Mucolipidosis type IV (MLIV) is an autosomal recessive lysosomal storage disorder characterized by severe neurologic and ophthalmologic abnormalities. Recently the MLIV gene, MCOLN1, has been identified as a new member of the transient receptor potential (TRP) cation channel superfamily. Here we report the cloning and characterization of the mouse homologue, Mcoln1, and report a novel splice variant that is not seen in humans.
The human and mouse genes display a high degree of synteny. Mcoln1 shows 91% amino acid and 86% nucleotide identity to MCOLN1. Also, Mcoln1 maps to chromosome 8 and contains an open reading frame of 580 amino acids, with a transcript length of approximately 2 kb encoded by 14 exons, similar to its human counterpart. The transcript that results from murine specific alternative splicing encodes a 611 amino acid protein that differs at the c-terminus.
Mcoln1 is highly similar to MCOLN1, especially in the transmembrane domains and ion pore region. Also, the late endosomal/lysosomal targeting signal is conserved, supporting the hypothesis that the protein is localized to these vesicle membranes. To date, there are very few reports describing species-specific splice variants.
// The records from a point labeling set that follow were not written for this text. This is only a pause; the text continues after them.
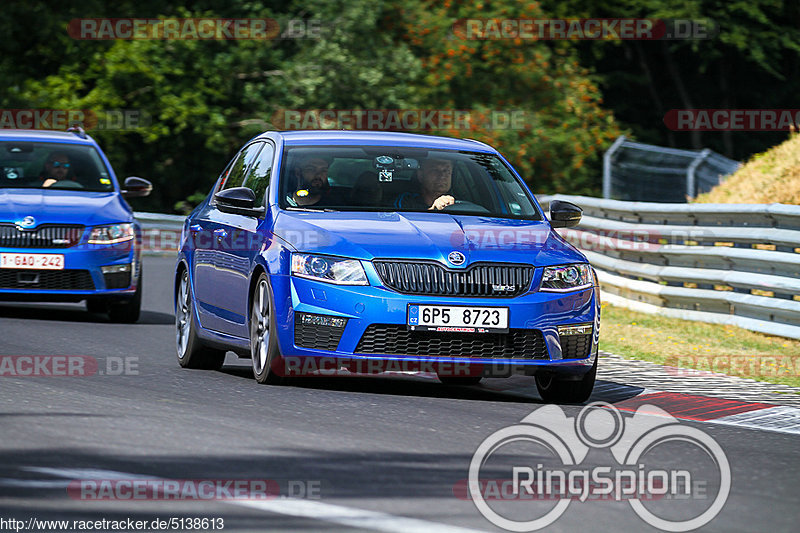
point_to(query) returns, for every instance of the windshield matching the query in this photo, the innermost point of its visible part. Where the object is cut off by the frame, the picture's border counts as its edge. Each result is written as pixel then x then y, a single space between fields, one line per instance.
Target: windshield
pixel 390 178
pixel 41 165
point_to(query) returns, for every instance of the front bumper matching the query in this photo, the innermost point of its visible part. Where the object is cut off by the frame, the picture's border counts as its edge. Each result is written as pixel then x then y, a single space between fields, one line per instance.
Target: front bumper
pixel 364 307
pixel 82 277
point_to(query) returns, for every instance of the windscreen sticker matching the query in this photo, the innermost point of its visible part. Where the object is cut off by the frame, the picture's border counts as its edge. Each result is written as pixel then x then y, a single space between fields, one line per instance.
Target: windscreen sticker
pixel 12 173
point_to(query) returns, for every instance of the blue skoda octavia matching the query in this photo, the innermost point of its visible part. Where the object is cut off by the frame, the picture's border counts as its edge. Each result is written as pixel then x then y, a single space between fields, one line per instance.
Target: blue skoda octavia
pixel 325 251
pixel 66 231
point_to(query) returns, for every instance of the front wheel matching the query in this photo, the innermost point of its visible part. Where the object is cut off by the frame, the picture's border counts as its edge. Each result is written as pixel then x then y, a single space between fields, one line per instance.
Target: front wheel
pixel 191 352
pixel 554 390
pixel 126 311
pixel 460 380
pixel 263 335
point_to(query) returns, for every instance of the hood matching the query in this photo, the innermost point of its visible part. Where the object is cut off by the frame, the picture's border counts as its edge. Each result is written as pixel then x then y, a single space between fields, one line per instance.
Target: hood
pixel 63 207
pixel 367 235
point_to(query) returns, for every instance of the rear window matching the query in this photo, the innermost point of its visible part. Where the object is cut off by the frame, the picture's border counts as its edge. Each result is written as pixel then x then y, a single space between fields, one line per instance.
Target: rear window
pixel 390 178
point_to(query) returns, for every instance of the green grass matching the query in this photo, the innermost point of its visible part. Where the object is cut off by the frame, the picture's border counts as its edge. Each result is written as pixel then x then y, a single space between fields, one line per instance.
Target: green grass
pixel 697 345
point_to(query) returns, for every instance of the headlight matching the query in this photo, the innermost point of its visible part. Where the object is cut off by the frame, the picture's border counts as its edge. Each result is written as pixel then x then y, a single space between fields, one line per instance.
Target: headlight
pixel 567 278
pixel 111 234
pixel 330 269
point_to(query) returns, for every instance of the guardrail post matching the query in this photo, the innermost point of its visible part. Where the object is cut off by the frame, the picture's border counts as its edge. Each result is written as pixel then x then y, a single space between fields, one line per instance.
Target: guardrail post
pixel 690 178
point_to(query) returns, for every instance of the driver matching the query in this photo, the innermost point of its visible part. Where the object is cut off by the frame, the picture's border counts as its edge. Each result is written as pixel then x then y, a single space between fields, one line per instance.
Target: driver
pixel 435 178
pixel 56 168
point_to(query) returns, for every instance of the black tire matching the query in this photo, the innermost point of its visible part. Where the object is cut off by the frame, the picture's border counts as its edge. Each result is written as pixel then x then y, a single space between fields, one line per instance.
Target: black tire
pixel 463 380
pixel 264 351
pixel 127 311
pixel 554 390
pixel 190 349
pixel 98 306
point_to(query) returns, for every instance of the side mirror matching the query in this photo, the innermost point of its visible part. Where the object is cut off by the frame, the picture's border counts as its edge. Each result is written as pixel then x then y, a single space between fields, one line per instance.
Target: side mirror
pixel 136 187
pixel 238 200
pixel 564 214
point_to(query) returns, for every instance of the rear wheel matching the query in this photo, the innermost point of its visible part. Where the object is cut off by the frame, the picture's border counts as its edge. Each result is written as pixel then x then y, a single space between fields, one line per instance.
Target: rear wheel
pixel 191 352
pixel 263 334
pixel 554 390
pixel 126 311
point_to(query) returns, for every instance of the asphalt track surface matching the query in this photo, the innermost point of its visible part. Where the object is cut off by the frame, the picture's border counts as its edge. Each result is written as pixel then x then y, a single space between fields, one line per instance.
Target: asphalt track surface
pixel 355 453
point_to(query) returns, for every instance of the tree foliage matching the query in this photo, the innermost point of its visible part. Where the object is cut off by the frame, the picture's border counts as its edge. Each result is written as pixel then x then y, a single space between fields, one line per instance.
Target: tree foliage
pixel 203 99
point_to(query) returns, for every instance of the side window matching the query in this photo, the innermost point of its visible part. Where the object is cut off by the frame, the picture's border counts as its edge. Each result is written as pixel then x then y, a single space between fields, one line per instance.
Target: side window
pixel 239 166
pixel 259 174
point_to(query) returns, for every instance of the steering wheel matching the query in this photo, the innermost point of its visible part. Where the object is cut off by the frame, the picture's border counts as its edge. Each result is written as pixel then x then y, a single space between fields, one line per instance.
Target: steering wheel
pixel 463 205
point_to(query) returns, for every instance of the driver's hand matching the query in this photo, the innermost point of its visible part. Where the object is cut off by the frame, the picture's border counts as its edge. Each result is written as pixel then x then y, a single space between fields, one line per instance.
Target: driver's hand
pixel 442 202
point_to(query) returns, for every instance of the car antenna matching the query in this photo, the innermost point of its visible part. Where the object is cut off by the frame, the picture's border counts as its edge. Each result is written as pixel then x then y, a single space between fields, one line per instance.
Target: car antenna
pixel 77 130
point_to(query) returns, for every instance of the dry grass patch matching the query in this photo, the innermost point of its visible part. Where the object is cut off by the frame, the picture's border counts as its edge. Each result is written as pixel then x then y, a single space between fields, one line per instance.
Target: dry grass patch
pixel 773 176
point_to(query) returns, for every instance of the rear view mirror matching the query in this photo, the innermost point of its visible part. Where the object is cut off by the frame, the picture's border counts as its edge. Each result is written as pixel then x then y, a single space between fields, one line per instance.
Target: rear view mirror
pixel 136 187
pixel 564 214
pixel 238 200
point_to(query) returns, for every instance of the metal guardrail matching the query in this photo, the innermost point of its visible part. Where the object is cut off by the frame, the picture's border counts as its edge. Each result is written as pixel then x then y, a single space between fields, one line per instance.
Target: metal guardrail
pixel 722 263
pixel 160 233
pixel 636 171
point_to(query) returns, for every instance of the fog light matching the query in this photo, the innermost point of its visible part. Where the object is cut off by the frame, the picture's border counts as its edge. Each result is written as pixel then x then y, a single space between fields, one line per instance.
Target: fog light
pixel 112 269
pixel 322 320
pixel 577 329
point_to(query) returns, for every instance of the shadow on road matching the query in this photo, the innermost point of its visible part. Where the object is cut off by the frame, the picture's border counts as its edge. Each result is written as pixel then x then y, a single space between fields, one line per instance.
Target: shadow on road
pixel 74 313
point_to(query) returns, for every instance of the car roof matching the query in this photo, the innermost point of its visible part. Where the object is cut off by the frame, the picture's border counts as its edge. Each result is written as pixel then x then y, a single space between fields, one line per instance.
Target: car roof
pixel 64 137
pixel 378 138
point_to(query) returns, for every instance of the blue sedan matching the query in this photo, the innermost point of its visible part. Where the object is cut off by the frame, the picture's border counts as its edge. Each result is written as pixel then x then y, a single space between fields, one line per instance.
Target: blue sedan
pixel 324 252
pixel 66 231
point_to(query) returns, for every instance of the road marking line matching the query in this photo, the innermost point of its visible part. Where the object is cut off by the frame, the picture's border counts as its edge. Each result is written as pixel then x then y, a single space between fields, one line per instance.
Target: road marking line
pixel 783 419
pixel 327 512
pixel 750 415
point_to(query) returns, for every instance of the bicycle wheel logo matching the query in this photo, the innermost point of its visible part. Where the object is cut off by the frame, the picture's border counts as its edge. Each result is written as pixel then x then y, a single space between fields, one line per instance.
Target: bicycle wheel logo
pixel 658 495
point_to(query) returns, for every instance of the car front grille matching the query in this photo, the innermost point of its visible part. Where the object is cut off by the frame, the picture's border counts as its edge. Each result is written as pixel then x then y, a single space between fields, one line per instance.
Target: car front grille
pixel 392 339
pixel 76 280
pixel 117 280
pixel 42 237
pixel 493 280
pixel 575 346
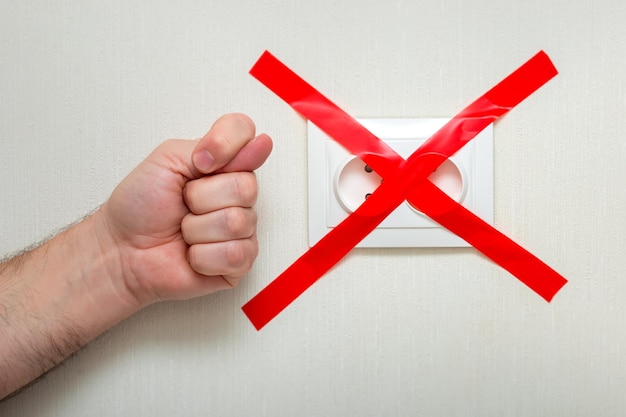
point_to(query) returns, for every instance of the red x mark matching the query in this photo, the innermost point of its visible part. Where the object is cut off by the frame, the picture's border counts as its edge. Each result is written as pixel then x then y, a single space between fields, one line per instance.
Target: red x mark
pixel 404 179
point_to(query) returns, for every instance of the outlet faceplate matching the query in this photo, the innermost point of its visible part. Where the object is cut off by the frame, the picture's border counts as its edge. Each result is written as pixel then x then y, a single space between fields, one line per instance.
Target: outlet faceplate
pixel 339 182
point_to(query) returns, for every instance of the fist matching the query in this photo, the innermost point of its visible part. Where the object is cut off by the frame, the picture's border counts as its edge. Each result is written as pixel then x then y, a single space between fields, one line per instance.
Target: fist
pixel 183 220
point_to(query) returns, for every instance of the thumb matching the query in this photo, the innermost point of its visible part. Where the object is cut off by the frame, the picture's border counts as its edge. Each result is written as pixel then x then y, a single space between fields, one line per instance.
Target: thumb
pixel 228 135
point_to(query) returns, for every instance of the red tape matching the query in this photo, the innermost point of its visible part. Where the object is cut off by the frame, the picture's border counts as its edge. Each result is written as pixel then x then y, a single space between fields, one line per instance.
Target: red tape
pixel 403 180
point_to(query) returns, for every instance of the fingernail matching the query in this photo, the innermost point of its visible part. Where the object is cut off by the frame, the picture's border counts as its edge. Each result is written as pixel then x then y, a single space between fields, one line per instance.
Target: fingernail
pixel 204 161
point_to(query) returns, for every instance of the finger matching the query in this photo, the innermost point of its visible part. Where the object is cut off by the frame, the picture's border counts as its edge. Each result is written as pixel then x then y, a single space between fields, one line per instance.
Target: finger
pixel 232 189
pixel 229 259
pixel 228 135
pixel 251 156
pixel 231 223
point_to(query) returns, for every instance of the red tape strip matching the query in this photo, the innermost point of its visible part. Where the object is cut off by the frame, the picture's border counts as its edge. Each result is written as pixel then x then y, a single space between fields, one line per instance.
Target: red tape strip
pixel 403 179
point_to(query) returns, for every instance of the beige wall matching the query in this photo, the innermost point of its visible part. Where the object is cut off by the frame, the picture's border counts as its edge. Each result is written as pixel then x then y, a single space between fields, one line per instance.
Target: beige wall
pixel 87 89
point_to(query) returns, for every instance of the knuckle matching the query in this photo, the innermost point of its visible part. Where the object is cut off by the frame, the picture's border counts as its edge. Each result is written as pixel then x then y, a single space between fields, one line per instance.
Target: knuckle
pixel 242 120
pixel 246 188
pixel 186 228
pixel 194 258
pixel 191 196
pixel 236 221
pixel 238 257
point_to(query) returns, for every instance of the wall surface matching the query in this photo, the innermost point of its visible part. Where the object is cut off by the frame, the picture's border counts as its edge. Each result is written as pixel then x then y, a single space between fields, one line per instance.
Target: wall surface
pixel 87 89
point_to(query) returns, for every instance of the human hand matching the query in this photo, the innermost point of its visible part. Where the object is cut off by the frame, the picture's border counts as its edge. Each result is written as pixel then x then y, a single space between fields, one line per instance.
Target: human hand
pixel 183 221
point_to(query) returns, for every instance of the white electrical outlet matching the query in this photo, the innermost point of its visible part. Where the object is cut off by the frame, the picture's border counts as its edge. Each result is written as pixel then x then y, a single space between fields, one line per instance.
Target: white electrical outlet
pixel 339 182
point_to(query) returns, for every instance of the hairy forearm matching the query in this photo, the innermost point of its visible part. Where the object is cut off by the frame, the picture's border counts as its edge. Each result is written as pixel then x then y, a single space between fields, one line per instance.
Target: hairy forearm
pixel 52 301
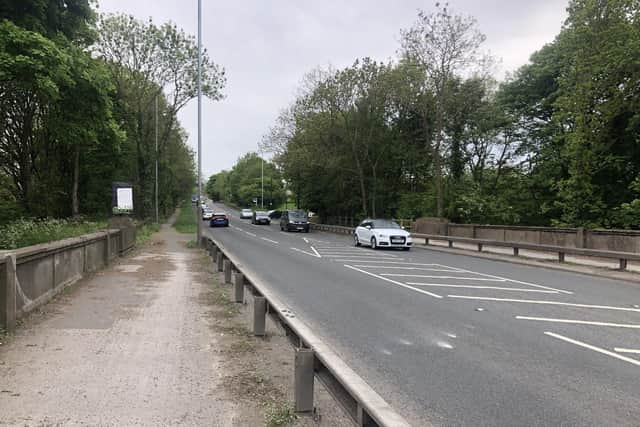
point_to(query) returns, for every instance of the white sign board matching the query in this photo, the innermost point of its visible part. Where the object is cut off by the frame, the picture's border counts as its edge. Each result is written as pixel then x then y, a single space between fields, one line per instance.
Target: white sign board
pixel 125 199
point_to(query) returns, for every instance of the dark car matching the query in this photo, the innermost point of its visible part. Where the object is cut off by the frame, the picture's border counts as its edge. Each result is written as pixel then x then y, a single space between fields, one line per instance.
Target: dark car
pixel 219 219
pixel 260 217
pixel 294 220
pixel 275 214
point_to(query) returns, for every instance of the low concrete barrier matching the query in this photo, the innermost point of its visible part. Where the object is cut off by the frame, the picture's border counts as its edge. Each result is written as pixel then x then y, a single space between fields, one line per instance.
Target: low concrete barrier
pixel 314 358
pixel 31 276
pixel 622 257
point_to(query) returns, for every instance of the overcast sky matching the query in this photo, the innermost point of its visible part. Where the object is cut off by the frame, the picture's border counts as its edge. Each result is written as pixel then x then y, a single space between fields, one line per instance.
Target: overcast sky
pixel 267 46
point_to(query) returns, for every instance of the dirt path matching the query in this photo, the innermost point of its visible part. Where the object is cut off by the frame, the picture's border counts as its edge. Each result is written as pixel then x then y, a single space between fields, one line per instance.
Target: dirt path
pixel 129 346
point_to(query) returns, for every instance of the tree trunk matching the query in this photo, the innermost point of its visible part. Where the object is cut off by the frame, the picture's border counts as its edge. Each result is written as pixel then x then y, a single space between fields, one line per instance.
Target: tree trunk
pixel 75 204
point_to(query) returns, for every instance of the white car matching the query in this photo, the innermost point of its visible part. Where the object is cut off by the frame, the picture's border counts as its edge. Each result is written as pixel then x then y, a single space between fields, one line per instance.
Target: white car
pixel 382 233
pixel 207 214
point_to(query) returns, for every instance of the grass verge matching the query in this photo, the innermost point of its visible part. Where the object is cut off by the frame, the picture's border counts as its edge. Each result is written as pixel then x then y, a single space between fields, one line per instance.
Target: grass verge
pixel 186 220
pixel 26 232
pixel 144 233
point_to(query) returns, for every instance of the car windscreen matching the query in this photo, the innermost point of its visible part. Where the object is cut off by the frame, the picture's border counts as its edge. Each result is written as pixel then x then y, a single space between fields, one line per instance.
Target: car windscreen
pixel 385 223
pixel 298 215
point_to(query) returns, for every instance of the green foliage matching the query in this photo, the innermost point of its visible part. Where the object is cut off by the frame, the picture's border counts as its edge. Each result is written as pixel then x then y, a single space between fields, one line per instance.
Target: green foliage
pixel 186 220
pixel 243 183
pixel 279 414
pixel 27 232
pixel 72 121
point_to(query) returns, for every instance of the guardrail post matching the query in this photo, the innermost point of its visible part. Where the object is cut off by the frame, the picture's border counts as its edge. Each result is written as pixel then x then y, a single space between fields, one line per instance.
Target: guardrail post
pixel 623 264
pixel 238 287
pixel 227 271
pixel 364 420
pixel 259 315
pixel 303 380
pixel 219 259
pixel 8 312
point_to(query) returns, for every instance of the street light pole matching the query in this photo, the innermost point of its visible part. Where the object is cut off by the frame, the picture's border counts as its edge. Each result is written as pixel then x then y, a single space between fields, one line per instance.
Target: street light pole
pixel 156 119
pixel 198 219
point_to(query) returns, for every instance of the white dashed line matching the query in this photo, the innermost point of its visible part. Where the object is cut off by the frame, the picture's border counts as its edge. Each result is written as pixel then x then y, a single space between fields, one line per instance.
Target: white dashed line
pixel 394 282
pixel 497 288
pixel 422 276
pixel 627 350
pixel 566 304
pixel 305 252
pixel 594 348
pixel 579 322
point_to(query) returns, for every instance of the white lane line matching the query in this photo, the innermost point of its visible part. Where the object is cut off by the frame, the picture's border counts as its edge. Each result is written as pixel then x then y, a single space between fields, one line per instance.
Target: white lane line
pixel 594 348
pixel 423 276
pixel 404 268
pixel 316 252
pixel 566 304
pixel 497 288
pixel 394 282
pixel 305 252
pixel 336 255
pixel 627 350
pixel 365 259
pixel 579 322
pixel 509 280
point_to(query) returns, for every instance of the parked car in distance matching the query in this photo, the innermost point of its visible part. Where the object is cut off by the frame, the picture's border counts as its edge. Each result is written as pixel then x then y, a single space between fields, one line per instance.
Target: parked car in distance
pixel 382 233
pixel 207 213
pixel 294 220
pixel 219 219
pixel 260 217
pixel 274 214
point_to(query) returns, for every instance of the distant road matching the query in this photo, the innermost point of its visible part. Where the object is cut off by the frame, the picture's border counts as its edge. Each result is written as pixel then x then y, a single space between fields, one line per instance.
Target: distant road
pixel 456 340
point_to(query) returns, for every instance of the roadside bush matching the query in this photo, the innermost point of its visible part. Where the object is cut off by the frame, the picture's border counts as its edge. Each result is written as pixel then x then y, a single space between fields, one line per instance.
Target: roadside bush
pixel 26 232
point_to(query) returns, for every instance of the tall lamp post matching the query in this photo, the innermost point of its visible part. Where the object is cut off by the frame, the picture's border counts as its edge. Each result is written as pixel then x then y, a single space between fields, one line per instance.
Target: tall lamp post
pixel 199 205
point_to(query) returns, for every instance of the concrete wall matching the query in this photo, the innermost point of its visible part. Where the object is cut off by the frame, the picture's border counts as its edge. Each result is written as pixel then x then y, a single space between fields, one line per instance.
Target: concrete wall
pixel 43 270
pixel 613 240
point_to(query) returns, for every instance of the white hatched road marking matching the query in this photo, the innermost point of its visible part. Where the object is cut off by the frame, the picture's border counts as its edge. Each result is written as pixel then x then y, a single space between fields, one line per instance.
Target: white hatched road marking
pixel 498 288
pixel 627 350
pixel 394 282
pixel 579 322
pixel 422 276
pixel 307 253
pixel 594 348
pixel 567 304
pixel 405 268
pixel 510 280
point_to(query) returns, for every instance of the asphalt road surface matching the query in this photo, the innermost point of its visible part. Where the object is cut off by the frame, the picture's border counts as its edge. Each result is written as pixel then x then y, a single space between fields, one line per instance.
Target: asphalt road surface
pixel 455 340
While identification of Mcoln1 is crucial to the development of mouse models for MLIV, the fact that there are two transcripts in mice suggests an additional or alternate function of the gene that may complicate phenotypic assessment.
Mucolipidosis type IV (MLIV; MIM 252650) is an autosomal recessive lysosomal storage disorder that is characterized by corneal clouding, delayed psychomotor development, and mental retardation that usually presents during the first year of life . Another interesting clinical characteristic is that patients are constitutively achlorhydric with associated hypergastremia . Patients with MLIV do not show mucopolysaccharide excretion, skeletal changes, or organomegaly like the other mucolipidoses. Abnormal lysosomal storage bodies and large vacuoles have been found in skin and conjuctival biopsies using electron-microscopy and, prior to gene identification, served as the only means of diagnosis [3-5]. A recent report estimates that the carrier frequency of MLIV in the Ashkenazi Jewish population is 1 in 100, and mutations have been reported in Jewish and non-Jewish families [6-9].
The human gene MCOLN1 (GenBank #AF287270) maps to chromosome 19p13.2-13.3 and encodes a novel protein that is a member of the transient receptor potential (TRP) cation channel gene superfamily [7-10]. Protein trafficking studies suggest that MLIV is the result of a defect in the late endocytic pathway, contrary to the other mucolipidoses which are typically caused by defective lysosomal hydrolases [11,12]. Recent work in Caenorhabditis elegans supports this hypothesis. Loss of function mutants of the MCOLN1 C. elegans homologue, cup-5, result in an increased rate of endocytosis, accumulation of large vacuoles, and a decreased rate of endocytosed protein breakdown; while over-expression of this gene reverses the phenotype . Cloning and characterization of the mouse homologue of MCOLN1 is crucial for the development of mouse models of MLIV to further study this disorder.
Results and discussion
Cloning and mapping of the mouse homologue Mcoln1
In order to clone the mouse homologue of MCOLN1, the human amino acid sequence was compared to the high throughput genomic sequence (HTGS) database using TBLASTN, which identified the mouse BAC clone RPCI-23_387H4 (GB No. AC079544.1). Correspondence with the Joint Genome Institute and the Lawrence Livermore National Laboratory (LLNL) Human Genome Center confirmed the location of this BAC to mouse chromosome 8 and allowed us to construct a physical map of this region  (Fig. 1A). The BAC sequence was then compared to the mouse EST database using BLASTN, and multiple ESTs and their corresponding I.M.A.G.E. clones were identified.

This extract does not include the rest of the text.